El viejo sí que amaba a su pareja. Cuando ella pereció por uno de esos ataques aniquilantes al corazón, el viejo lloró esta vida y la otra: nunca nadie antes había derramado tantas lágrimas, el viejo tiene la marca mundial de llanto. Lo peor del caso es que él, por la naturaleza de su oficio, fue el encargado de echarle tierra a su amada. A partir de la muerte de su cónyuge, el viejo que no podía morir intensificó la desaparición de ciertos objetos del panteón que pensaba podían gustarle a su ¨costilla¨. Así transcurrieron indecibles años hasta que el viejo, cansado de sufrir, decidió postrarse en su catre que hace varias décadas solamente sostenía su insignificante peso. El viejo no podía vivir sin su señora, al punto que optó por el valiente suicidio, intentó, pues cortar su propia respiración, con nada más que su voluntad y deseo de fallecer. No dio resultado. Aquel experimento fallido solo sería el primero de infinitos. Su muerte era imposible. Ya se ha dicho que ni siquiera todas las enfermedades habidas y por haber quieren firmar el acta de defunción del viejo.

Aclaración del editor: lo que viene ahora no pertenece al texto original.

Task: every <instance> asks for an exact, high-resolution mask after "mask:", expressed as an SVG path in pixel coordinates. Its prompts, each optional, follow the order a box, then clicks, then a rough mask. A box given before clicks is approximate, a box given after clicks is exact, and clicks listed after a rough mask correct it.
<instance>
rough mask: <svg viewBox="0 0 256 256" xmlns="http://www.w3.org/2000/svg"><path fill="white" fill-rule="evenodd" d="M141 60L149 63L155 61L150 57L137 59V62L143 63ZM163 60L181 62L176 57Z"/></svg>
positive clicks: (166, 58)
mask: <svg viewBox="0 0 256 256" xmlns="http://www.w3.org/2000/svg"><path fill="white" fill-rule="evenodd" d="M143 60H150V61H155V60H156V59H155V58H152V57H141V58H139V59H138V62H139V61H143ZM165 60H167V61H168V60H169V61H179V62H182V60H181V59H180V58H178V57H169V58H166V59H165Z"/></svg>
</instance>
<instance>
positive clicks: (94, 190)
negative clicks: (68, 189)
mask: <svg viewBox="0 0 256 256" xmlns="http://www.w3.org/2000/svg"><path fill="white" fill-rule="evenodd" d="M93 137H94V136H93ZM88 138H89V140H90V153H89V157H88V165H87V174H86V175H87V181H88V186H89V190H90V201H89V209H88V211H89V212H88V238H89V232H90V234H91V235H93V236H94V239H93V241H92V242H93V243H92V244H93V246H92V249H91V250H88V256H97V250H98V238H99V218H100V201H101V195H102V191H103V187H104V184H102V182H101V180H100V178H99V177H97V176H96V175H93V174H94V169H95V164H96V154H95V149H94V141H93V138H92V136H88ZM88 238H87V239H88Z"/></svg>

Con el tiempo se supo que el viejo decidió postrarse en su catre, porque había realizado un último asalto al cementerio. En un arrebato de desesperación, el viejo desenterró a su mujer y se llevó la osamenta restante a su habitación, colocándola debajo de las desgastadas vigas metálicas cruzadas una con otra. El viejo era como el guardián de unos huesos que perteneciesen a la más majestuosa de las divinidades. Quizá ese era el castigo del viejo, el no poder morir para reunirse, finalmente, con su amada. Tal vez y solo tal vez el viejo sentía hacerle compañía a su pareja estando acostado, literalmente, sobre el último rastro y prueba de que aquella señora existió. Lo extraordinario de la situación era que el viejo, de tarde en tarde, le hablaba a la osamenta que yacía bajo su tálamo y esta, casi siempre, le contestaba.
El viejo que no puede morir sigue vivo, ha pasado ya el centenar de años. Los vecinos se quejan por las inusuales risas, sollozos y nebulosas conversaciones que tienen lugar en la habitación donde yacen dos muertos vivientes, dos vivientes muertos.